Papers to leave behind the terror of Honduras' 'gangs'
The Yeni, a 33-year-old resident of Girona, has already submitted the application to obtain the work permit with the help of advisors
Yeni Sánchez, 33 years old, is Honduran and has been living in Girona with her husband for three years. She has two children, a boy and a girl. In recent months, she has been living in an irregular situation after losing international protection. This week, however, she has been able to apply for the "extraordinary regulation for migrants. She has already submitted the application and, within weeks, she expects to have the provisional response to obtain residence and work permits. "It has been a horrible few months, but now I'm starting to feel calm and very hopeful," she explains.
Sánchez decided to leave Honduras because she lived in a very dangerous neighborhood in Tegucigalpa, controlled by drug trafficking "pandillas". "We had a food business, but my mother died and I wasn't well enough to open it. Every month we had to pay a certain amount of our earnings to the pandillas, but for a few months we couldn't comply and we received a threatening note saying that if we didn't pay, we could imagine what would happen to us," she recalls with a lump in her throat.
That extortion was the final step to leave the country. First, they spent a year in another town for safety and, finally, encouraged by her sister, who already lived in Girona, Sánchez boarded a plane in March 2023 with her youngest daughter, aged 7, and six months pregnant. A few months later, her husband also crossed the Atlantic.

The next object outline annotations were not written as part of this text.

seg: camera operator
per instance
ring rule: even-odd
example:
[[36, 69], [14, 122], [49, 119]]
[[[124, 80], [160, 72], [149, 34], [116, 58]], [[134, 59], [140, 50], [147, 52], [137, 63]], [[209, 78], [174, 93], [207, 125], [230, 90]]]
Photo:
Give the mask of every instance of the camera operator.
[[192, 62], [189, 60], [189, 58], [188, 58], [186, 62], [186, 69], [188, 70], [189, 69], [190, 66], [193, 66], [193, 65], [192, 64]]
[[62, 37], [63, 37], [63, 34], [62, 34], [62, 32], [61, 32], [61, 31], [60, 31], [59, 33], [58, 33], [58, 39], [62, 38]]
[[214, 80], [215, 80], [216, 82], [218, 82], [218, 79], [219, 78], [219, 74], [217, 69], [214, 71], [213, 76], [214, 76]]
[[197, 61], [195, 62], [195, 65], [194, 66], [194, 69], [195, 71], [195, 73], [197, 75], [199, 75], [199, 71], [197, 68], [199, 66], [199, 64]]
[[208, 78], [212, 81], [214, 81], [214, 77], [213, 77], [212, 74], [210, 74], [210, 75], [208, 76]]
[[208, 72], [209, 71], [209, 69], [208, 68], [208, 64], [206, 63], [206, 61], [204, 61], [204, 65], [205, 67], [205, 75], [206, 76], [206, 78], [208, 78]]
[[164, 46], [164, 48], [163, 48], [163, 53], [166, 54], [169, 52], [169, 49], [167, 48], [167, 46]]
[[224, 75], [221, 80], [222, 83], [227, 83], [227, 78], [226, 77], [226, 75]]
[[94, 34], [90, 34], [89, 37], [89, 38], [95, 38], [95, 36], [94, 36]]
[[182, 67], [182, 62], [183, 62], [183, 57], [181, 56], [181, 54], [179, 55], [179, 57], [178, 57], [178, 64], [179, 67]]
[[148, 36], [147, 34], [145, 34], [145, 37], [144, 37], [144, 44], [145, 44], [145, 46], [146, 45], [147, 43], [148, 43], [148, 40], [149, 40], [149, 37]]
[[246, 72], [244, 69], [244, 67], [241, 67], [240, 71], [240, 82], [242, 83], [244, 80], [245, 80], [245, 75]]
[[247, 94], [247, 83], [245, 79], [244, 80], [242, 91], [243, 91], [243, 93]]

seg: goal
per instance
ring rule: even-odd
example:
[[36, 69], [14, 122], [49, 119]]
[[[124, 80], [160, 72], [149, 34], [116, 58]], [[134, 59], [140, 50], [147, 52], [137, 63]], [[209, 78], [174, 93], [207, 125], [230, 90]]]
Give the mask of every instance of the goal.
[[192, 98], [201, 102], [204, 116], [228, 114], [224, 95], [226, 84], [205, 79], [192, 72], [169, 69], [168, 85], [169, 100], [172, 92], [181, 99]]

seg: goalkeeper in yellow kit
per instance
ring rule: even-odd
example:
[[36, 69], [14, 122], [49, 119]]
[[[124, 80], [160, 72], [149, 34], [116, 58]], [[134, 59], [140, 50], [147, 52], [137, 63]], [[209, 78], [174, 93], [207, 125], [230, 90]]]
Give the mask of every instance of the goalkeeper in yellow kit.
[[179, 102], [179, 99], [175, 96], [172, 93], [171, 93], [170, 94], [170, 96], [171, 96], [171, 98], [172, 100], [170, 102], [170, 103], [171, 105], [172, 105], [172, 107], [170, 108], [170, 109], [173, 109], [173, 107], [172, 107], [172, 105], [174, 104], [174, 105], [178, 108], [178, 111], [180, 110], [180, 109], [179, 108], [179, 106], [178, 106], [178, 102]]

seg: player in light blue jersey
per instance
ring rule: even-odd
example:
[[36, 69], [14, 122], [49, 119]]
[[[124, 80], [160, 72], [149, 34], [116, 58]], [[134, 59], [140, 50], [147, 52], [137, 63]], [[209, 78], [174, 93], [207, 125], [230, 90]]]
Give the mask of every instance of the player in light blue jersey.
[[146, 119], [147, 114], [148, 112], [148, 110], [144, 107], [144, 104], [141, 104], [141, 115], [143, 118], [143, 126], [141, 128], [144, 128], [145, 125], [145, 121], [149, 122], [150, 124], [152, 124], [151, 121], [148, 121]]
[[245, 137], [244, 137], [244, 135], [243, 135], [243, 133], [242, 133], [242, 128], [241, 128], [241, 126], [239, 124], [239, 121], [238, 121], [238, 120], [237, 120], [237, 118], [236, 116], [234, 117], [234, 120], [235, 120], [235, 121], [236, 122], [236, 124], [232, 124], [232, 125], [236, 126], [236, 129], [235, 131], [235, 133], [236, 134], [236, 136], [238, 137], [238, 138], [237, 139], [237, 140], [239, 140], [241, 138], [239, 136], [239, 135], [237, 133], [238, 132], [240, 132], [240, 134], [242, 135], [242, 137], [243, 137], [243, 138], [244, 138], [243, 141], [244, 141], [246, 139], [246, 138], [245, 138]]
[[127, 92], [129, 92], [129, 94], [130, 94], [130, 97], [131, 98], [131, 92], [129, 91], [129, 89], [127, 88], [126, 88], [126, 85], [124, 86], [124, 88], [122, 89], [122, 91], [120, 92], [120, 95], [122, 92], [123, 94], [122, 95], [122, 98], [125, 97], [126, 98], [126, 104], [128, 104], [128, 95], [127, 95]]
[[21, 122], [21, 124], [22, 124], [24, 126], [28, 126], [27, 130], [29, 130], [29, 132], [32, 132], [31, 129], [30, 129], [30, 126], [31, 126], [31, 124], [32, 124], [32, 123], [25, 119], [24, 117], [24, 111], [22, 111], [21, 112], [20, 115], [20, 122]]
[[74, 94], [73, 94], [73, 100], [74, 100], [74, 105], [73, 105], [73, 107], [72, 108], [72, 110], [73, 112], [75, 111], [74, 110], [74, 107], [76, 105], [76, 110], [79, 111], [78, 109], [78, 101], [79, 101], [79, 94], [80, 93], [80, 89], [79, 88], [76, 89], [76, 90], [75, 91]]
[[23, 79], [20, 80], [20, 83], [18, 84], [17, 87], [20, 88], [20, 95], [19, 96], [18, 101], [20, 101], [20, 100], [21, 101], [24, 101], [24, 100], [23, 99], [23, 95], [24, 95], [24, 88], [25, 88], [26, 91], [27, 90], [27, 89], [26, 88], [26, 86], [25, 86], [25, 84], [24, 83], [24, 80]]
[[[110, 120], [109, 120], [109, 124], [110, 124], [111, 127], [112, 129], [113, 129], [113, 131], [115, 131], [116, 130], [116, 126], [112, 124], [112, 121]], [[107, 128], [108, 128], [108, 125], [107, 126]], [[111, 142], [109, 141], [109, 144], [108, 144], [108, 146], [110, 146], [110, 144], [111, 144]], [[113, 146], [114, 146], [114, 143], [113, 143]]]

Obtaining and losing international protection
scams looking to take advantage of people in vulnerable situationsFaced with this setback, unable to work, the family considered returning to Honduras, despite the danger this entailed. Yeni's sister, however, convinced them to stay. She welcomed them into her home, all very cramped, and helped them financially. "But it's very complicated to live when your bank accounts are frozen or canceled, when you can't make purchases with a card, or when many procedures require an ID card that you don't have," she criticizes.
Until the news of the extraordinary regularization opened a horizon of hope: as former applicants for international protection and long-term residents, they meet the vulnerability requirements.
20% of immigrants come from Honduras
Honduras is the main country of origin for immigrants in Girona: they are almost 5,000 people, 20% of the total immigrant population, and ahead of the 4,500 neighbors originally from Morocco. “I like Girona, and my children too. I am proud of my country, but there is a lack of security there and a lot of crime, they can kill you on the street. Here we can go to the park with the children, they have made friends and everything is very beautiful,” concludes Sánchez.
To be able to move forward with the process, the family has had to save and allocate some money to the help and advice of a specialized law firm. It is the same one that helped his sister and other Honduran families. "Without help or an intermediary it is almost impossible to know who you have to contact; I would not have achieved it alone," she admits, and regrets the complexity of the procedures, the technical language and also the scams that seek to take advantage of vulnerable people.
The help of a law firm
In these cases, the laws are not very intuitive. "Asylum seekers do not have the months in which they have obtained protection counted towards their period of stay. In cases like Yeni's, one must make the sacrifice of renouncing an appeal against the denial of protection in order to have six months of stay, even if they are undocumented and unemployed, prior to the application for regularization," explains Mireia Risco, a lawyer at the Lleal Tulsà consultancy, who handles Yeni's case.
Extraordinary regularization has also fueled anti-immigration discourse that invokes the myths of the pull factor or preferential treatment for foreigners. "It is very easy to use this topic during campaigns, but in reality, more than 70% of the people who will benefit have been here for two or three years. They are integrated. Many are families who at school don't even know they are going through this situation, because they are hardworking, they stick together, and they handle it with great discretion," explains lawyer Anna Vilaró, from the same firm. And she concludes: "Many of these people will start contributing to social security instead of working in the underground economy."
In fact, when he obtains his permit, Sánchez is clear about what he wants to do: “I want to work and study to be a forensic doctor”.